Study of role of homocysteine as a risk factor in patients with acute vascular events
European Journal of Molecular & Clinical Medicine,
2022, Volume 9, Issue 2, Pages 2617-2623
Abstract
Background: Evidence from retrospective and prospective clinical studies indicates thatelevated levels of homocysteine are associated with increased risk of CAD, Ischemic stroke
and peripheral vascular disease. Present study was aimed to study role of Homocysteine as a
risk factor in patients with Acute Vascular Events.
Material and Methods: Present study was prospective, observational study, conducted in
patients with age above 18 years, either gender, admitted for Ischemic heart disease,
peripheral vascular disease, Deep Vein Thrombosis and Pulmonary Thromboembolism.
Results: In this study most of the cases are between the age group of 60-69 years (55%).
Youngest patient in this study is 20 year old. This is a male dominated study with males
comprising 72% of the study group. In this study Dyslipidemia (62%) is the most common
risk factor followed by Smoking (53%). Hypertension (50%) and Diabetes mellitus (41%) are
observed. Family h/o CAD (20%) is present and only (14%) patient was alcoholic.

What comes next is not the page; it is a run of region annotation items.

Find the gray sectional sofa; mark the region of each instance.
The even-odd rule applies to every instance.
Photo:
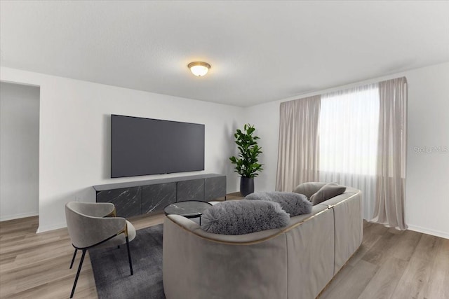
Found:
[[[286,227],[239,235],[206,232],[187,218],[168,215],[166,298],[316,298],[361,244],[361,196],[347,187],[311,214],[291,217]]]

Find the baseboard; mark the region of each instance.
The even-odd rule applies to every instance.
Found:
[[[440,237],[445,239],[449,239],[449,233],[441,232],[440,230],[431,230],[429,228],[422,228],[420,226],[408,225],[410,230],[413,230],[418,232],[422,232],[423,234],[431,235],[436,237]]]
[[[39,234],[39,232],[45,232],[49,230],[59,230],[60,228],[65,228],[67,227],[67,225],[65,223],[55,224],[54,225],[45,225],[45,226],[39,225],[39,227],[37,228],[37,230],[36,231],[36,233]]]
[[[32,217],[33,216],[38,216],[38,215],[39,215],[39,213],[37,212],[31,212],[31,213],[18,214],[15,215],[3,216],[0,217],[0,221],[7,221],[8,220],[18,219],[20,218]]]

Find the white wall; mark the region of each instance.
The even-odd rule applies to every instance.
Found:
[[[227,176],[237,190],[228,157],[240,126],[238,107],[158,95],[1,67],[4,81],[40,86],[39,232],[65,227],[64,204],[95,201],[92,186],[180,175],[110,179],[110,115],[206,125],[205,171]]]
[[[406,76],[408,81],[406,221],[411,229],[449,238],[449,153],[418,153],[415,148],[449,147],[449,63],[373,78],[350,85],[241,108],[128,90],[8,68],[0,79],[41,87],[39,230],[65,225],[64,204],[94,200],[91,186],[136,180],[109,175],[111,113],[206,124],[206,170],[227,176],[227,191],[239,190],[228,158],[233,134],[255,125],[264,169],[257,190],[274,190],[279,104],[316,94]],[[192,173],[192,174],[194,173]],[[166,176],[146,176],[149,179]]]
[[[39,192],[39,88],[0,83],[0,221],[35,216]]]
[[[449,62],[249,107],[245,122],[255,125],[265,164],[256,190],[275,188],[281,102],[403,76],[408,82],[406,221],[411,230],[449,238],[449,151],[415,149],[449,148]]]

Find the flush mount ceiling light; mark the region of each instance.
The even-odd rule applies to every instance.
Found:
[[[198,77],[202,77],[203,76],[208,74],[209,71],[209,69],[210,69],[210,64],[206,62],[201,62],[199,61],[190,62],[187,67],[190,69],[190,71],[194,75]]]

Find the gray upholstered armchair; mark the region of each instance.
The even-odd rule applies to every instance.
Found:
[[[65,218],[72,244],[75,248],[70,263],[71,269],[78,250],[83,251],[70,298],[73,298],[75,292],[86,251],[91,248],[111,247],[126,244],[129,268],[133,275],[129,242],[135,237],[135,229],[124,218],[115,217],[114,204],[68,202],[65,204]]]

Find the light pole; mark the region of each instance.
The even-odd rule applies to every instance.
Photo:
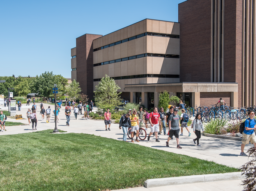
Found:
[[[59,133],[59,131],[58,131],[58,129],[57,128],[57,108],[56,108],[56,105],[57,102],[56,101],[56,93],[58,93],[58,88],[56,87],[57,84],[54,84],[54,87],[53,88],[53,89],[54,90],[54,102],[55,103],[55,112],[54,112],[54,117],[55,118],[55,128],[54,128],[54,130],[53,133]]]
[[[9,103],[8,106],[8,112],[10,113],[10,108],[11,106],[11,102],[10,101],[10,94],[9,93],[9,89],[14,89],[14,88],[10,88],[9,87],[8,88],[8,102]]]

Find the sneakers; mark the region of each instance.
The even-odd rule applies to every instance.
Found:
[[[182,147],[181,147],[181,146],[180,146],[179,144],[178,144],[177,146],[177,149],[182,149]]]
[[[166,146],[169,147],[169,143],[167,141],[165,143],[166,143]]]
[[[247,156],[247,155],[246,155],[246,153],[245,153],[243,152],[243,153],[240,153],[240,155],[241,156]]]

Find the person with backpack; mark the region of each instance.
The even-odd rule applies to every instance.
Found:
[[[32,130],[36,130],[37,125],[37,117],[36,110],[33,110],[32,111],[32,114],[30,115],[30,119],[31,119],[31,121],[32,122]],[[34,124],[35,124],[34,129]]]
[[[166,128],[165,126],[165,117],[166,114],[164,111],[164,108],[160,108],[160,111],[158,112],[159,115],[160,115],[160,119],[161,120],[161,122],[163,125],[160,125],[160,131],[158,132],[158,134],[161,134],[162,133],[162,128],[164,129],[164,135],[166,135]]]
[[[0,128],[1,128],[1,131],[4,132],[5,131],[5,120],[7,119],[6,116],[3,114],[3,111],[1,111],[0,112]],[[2,128],[2,125],[4,126],[4,129]]]
[[[135,141],[139,143],[138,140],[139,137],[139,116],[137,114],[137,110],[133,109],[133,112],[130,116],[130,119],[131,120],[132,129],[131,129],[131,137],[132,138],[132,143],[134,143],[133,137],[134,137],[134,132],[136,130],[136,139]]]
[[[48,106],[48,108],[46,109],[46,111],[47,123],[50,122],[50,118],[51,117],[51,109],[50,108],[50,106]]]
[[[190,137],[191,135],[191,133],[189,131],[189,130],[188,128],[188,122],[189,120],[189,117],[188,117],[188,114],[185,112],[185,109],[181,109],[181,134],[179,135],[183,135],[183,128],[185,127],[188,132],[188,136]]]
[[[248,115],[250,118],[240,125],[239,131],[243,134],[240,153],[241,156],[247,156],[247,155],[244,152],[244,149],[245,145],[249,144],[249,142],[254,144],[254,147],[256,147],[256,136],[254,133],[254,130],[256,129],[256,120],[254,118],[255,114],[253,111],[250,111],[248,112]]]
[[[222,98],[219,98],[219,101],[216,104],[216,105],[218,105],[219,103],[219,105],[220,105],[220,109],[221,110],[224,110],[224,106],[226,105],[226,103],[225,103],[225,102],[222,99]]]
[[[201,129],[203,131],[203,133],[204,132],[204,126],[203,125],[203,120],[202,117],[200,114],[198,114],[195,116],[195,118],[193,121],[192,124],[193,127],[193,131],[194,132],[197,138],[193,140],[194,144],[195,144],[195,141],[197,142],[197,146],[201,146],[199,144],[199,139],[201,138]]]
[[[127,137],[127,133],[128,132],[128,128],[132,128],[131,124],[131,120],[130,116],[131,114],[128,112],[125,115],[124,115],[120,119],[119,121],[119,129],[121,129],[121,127],[123,128],[123,132],[124,135],[123,136],[123,141],[128,142],[126,140]]]

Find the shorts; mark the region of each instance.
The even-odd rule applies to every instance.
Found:
[[[245,145],[248,144],[250,141],[251,144],[252,144],[256,143],[256,136],[255,136],[255,134],[253,133],[251,135],[247,135],[243,132],[242,144]]]
[[[186,128],[188,127],[188,123],[182,123],[181,124],[182,127],[186,127]]]
[[[105,125],[106,125],[108,124],[110,125],[111,124],[111,121],[110,120],[104,120],[104,122],[105,123]]]
[[[158,124],[153,124],[153,126],[150,125],[150,132],[155,133],[159,131],[159,125]]]
[[[139,126],[138,125],[132,126],[132,129],[131,129],[131,132],[134,132],[134,131],[135,131],[135,130],[136,131],[138,131],[138,130],[139,130]]]
[[[169,131],[169,137],[172,137],[173,135],[175,137],[179,139],[179,129],[177,130],[170,130]]]

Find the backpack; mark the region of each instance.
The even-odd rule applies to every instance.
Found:
[[[189,120],[189,118],[188,115],[184,113],[183,114],[183,117],[182,117],[182,121],[185,123],[187,123],[188,120]]]
[[[246,119],[246,120],[249,119],[249,118],[248,118],[248,119]],[[254,120],[254,122],[255,123],[256,123],[256,120],[255,120],[255,119],[254,118],[253,118],[253,119]],[[246,120],[244,121],[240,124],[240,126],[239,127],[239,133],[241,133],[241,134],[243,134],[243,132],[244,132],[244,129],[245,129],[245,121],[246,121]],[[250,125],[250,122],[249,120],[249,125]]]
[[[145,119],[146,120],[148,120],[149,118],[149,114],[147,111],[146,112],[146,115],[145,115]]]

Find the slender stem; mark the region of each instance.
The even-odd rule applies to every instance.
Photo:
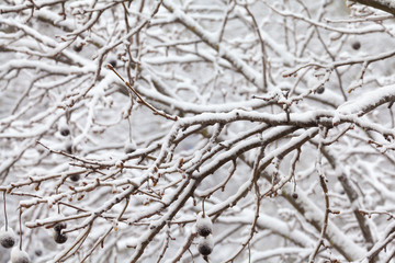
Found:
[[[4,220],[5,220],[5,231],[8,231],[8,217],[7,217],[7,206],[5,206],[5,191],[3,192],[3,201],[4,201]]]
[[[22,251],[22,208],[20,208],[20,250]]]

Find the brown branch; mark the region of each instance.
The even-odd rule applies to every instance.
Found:
[[[380,9],[384,12],[395,15],[395,2],[393,0],[352,0],[374,9]]]

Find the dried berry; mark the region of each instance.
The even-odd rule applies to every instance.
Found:
[[[60,135],[65,136],[65,137],[69,136],[69,134],[70,134],[70,129],[67,126],[61,126],[59,132],[60,132]]]
[[[56,232],[60,232],[63,229],[67,228],[67,224],[66,222],[58,222],[54,226],[54,230]]]
[[[213,248],[214,240],[212,235],[208,235],[205,238],[201,238],[201,240],[199,241],[198,250],[199,253],[201,253],[202,255],[211,254],[211,252],[213,252]]]
[[[58,222],[55,225],[53,232],[55,242],[65,243],[67,241],[66,233],[61,232],[61,230],[65,229],[66,227],[67,227],[66,222]]]
[[[353,49],[358,50],[361,48],[361,43],[359,41],[356,41],[354,43],[352,43],[351,46]]]
[[[11,251],[11,262],[12,263],[29,263],[30,258],[25,251],[20,250],[18,247],[15,247]]]
[[[110,65],[115,68],[116,67],[116,60],[115,59],[111,59],[110,60]]]
[[[213,232],[213,222],[207,215],[203,215],[203,213],[198,215],[196,230],[202,237],[207,237]]]
[[[77,43],[72,49],[77,53],[81,52],[82,50],[82,43]]]
[[[125,153],[126,155],[133,153],[136,149],[137,149],[137,146],[136,146],[136,144],[134,141],[127,142],[125,145]]]
[[[10,249],[15,244],[15,233],[12,231],[11,228],[1,228],[0,230],[0,243],[3,248]]]
[[[79,175],[79,174],[72,174],[72,175],[70,176],[70,180],[71,180],[72,182],[77,182],[79,179],[80,179],[80,175]]]
[[[321,85],[321,87],[319,87],[319,88],[317,89],[317,94],[323,94],[324,91],[325,91],[325,87]]]
[[[67,236],[66,233],[54,231],[54,240],[57,243],[65,243],[67,241]]]

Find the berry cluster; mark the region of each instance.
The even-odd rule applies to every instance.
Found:
[[[53,237],[55,242],[65,243],[67,241],[67,235],[63,233],[63,229],[65,229],[66,227],[66,222],[58,222],[54,226]]]

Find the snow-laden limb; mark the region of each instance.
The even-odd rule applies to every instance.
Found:
[[[32,261],[391,260],[394,22],[267,2],[0,4],[0,192]]]
[[[185,15],[185,13],[179,9],[174,3],[168,0],[163,0],[163,5],[172,12],[176,18],[182,23],[187,28],[192,31],[202,41],[204,41],[207,45],[214,48],[218,55],[226,60],[228,60],[237,71],[239,71],[247,80],[253,83],[259,89],[266,89],[263,87],[263,80],[261,75],[259,75],[256,70],[249,67],[245,61],[242,61],[237,55],[229,52],[223,44],[218,43],[214,36],[205,31],[199,23],[196,23],[193,19]]]
[[[392,0],[351,0],[350,2],[365,4],[395,15],[395,3]]]

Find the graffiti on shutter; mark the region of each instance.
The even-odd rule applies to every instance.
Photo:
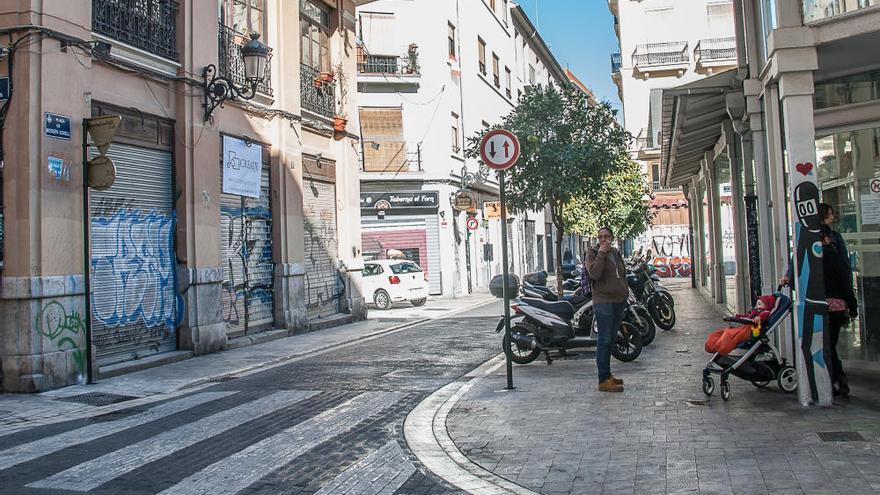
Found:
[[[274,322],[272,209],[265,155],[259,198],[220,195],[220,302],[230,338],[265,330]]]
[[[340,311],[345,282],[338,270],[336,185],[305,178],[303,241],[306,264],[308,318],[324,318]]]
[[[93,154],[94,155],[94,154]],[[91,192],[92,334],[99,366],[176,349],[171,153],[114,143],[116,181]]]

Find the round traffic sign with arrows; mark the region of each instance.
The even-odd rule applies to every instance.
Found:
[[[489,131],[480,141],[483,163],[493,170],[507,170],[519,159],[519,140],[505,129]]]

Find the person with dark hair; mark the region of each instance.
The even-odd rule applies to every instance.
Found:
[[[587,253],[586,266],[593,289],[593,311],[599,327],[596,346],[599,391],[623,392],[623,380],[611,374],[611,345],[623,322],[629,296],[626,267],[620,251],[612,245],[614,232],[609,227],[599,229],[596,238],[599,244]]]
[[[852,272],[843,262],[834,245],[834,231],[822,225],[822,272],[825,276],[825,299],[828,302],[828,331],[825,332],[825,352],[828,356],[828,371],[834,395],[849,394],[843,363],[837,354],[840,330],[849,323],[850,318],[859,315],[859,304],[853,291]]]

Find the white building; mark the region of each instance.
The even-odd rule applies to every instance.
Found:
[[[507,0],[381,0],[358,9],[358,32],[365,257],[403,251],[435,295],[486,287],[501,272],[498,188],[494,174],[473,181],[479,166],[464,148],[527,86],[564,80],[562,69]],[[471,211],[452,207],[463,175]],[[515,272],[543,268],[543,213],[509,227]]]
[[[611,57],[612,79],[623,102],[623,123],[635,138],[631,154],[643,167],[653,193],[654,221],[641,247],[651,248],[661,270],[690,273],[687,207],[678,188],[660,181],[662,91],[736,65],[731,0],[608,0],[620,53]],[[658,28],[662,26],[662,28]],[[668,249],[670,246],[673,248]]]

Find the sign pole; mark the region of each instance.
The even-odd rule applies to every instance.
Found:
[[[507,390],[513,390],[513,364],[510,360],[510,293],[507,290],[507,280],[510,277],[510,267],[507,264],[507,192],[504,184],[504,170],[498,171],[498,188],[501,190],[501,294],[504,298],[504,360],[507,362]]]

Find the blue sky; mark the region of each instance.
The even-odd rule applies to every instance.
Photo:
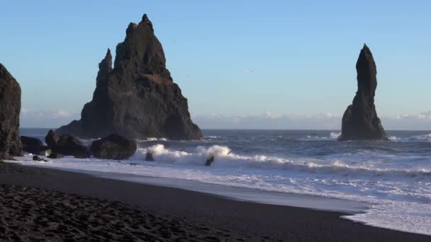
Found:
[[[106,48],[146,13],[201,126],[337,128],[366,42],[384,126],[431,129],[430,12],[427,1],[9,1],[0,62],[21,86],[22,126],[67,123]]]

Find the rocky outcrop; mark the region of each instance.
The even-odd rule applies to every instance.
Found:
[[[57,154],[73,156],[81,159],[90,157],[89,149],[72,135],[65,134],[58,137],[52,130],[50,130],[45,140],[51,150],[51,154],[48,158],[61,156]]]
[[[131,23],[117,45],[114,67],[111,51],[99,64],[93,100],[81,120],[56,130],[79,137],[117,134],[128,138],[194,139],[201,130],[191,122],[187,99],[166,69],[162,45],[144,15]]]
[[[0,159],[23,155],[18,130],[21,109],[21,87],[0,64]]]
[[[60,139],[60,138],[52,129],[50,129],[47,135],[45,137],[45,142],[51,149],[55,148],[57,143],[58,143],[58,139]]]
[[[91,151],[95,157],[123,160],[136,151],[136,142],[118,134],[111,134],[91,144]]]
[[[387,139],[377,117],[374,95],[377,88],[377,71],[373,54],[366,45],[356,63],[358,91],[342,120],[339,140]]]
[[[23,150],[28,153],[40,154],[45,153],[45,151],[49,149],[48,146],[43,145],[43,143],[39,139],[21,136],[21,140],[23,144]]]

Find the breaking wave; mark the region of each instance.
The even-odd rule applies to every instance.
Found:
[[[290,159],[265,155],[246,156],[233,153],[225,146],[197,146],[194,150],[174,150],[163,144],[140,148],[132,160],[144,161],[151,153],[155,161],[176,165],[203,166],[208,159],[214,157],[211,167],[237,167],[259,169],[282,169],[302,173],[351,176],[385,176],[400,178],[431,178],[431,170],[380,168],[374,166],[347,164],[340,160],[321,161],[312,159]]]

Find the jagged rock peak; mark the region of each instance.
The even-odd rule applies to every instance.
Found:
[[[99,64],[99,69],[103,72],[108,72],[112,70],[112,55],[111,55],[109,48],[108,48],[105,58]]]
[[[376,63],[371,50],[365,44],[359,53],[356,69],[358,90],[352,105],[347,107],[342,117],[342,134],[338,139],[387,140],[374,106],[377,88]]]
[[[152,28],[152,23],[151,23],[150,19],[148,19],[148,16],[147,16],[147,13],[144,13],[144,16],[142,16],[142,20],[140,23],[140,24],[141,24],[141,23],[150,26],[151,28],[151,30],[154,32],[154,29]]]
[[[110,134],[128,138],[202,137],[193,123],[187,99],[166,68],[162,44],[144,15],[129,24],[116,49],[113,69],[109,50],[99,64],[93,100],[74,120],[55,132],[97,138]]]

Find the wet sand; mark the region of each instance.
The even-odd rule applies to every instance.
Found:
[[[0,241],[430,241],[342,212],[0,163]]]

Overweight is present among 41% of patients. In this study significant number of patients
(72%) have hyperhomocysteinemia. 47% of patients are moderate and 23% are intermediate.
Only 2 patients have severe hyperhomocysteinemia. Mean plasma homocysteine level is
11±3μmol/L and is statistically significant. The mean plasma homocysteine was high among
smokers when compared to non-smokers difference was highly significant. No much
significant difference was noted in mean values of homocysteine among patients with other
high risk factors, such as alcohol consumption, diabetic, dyslipidemia, BMI, family history of
CAD. Hyperhomocysteinemia is seen in 38 out of 51 patients with Cerebrovascular Disease,
32 out of 42 patients with Cardiovascular Disease, one of 4 patients with Peripheral arterial
Disease and one with Deep vein thrombosis.
Conclusion: Plasma homocysteine should be considered as an independent risk factor for the
development of future acute vascular event.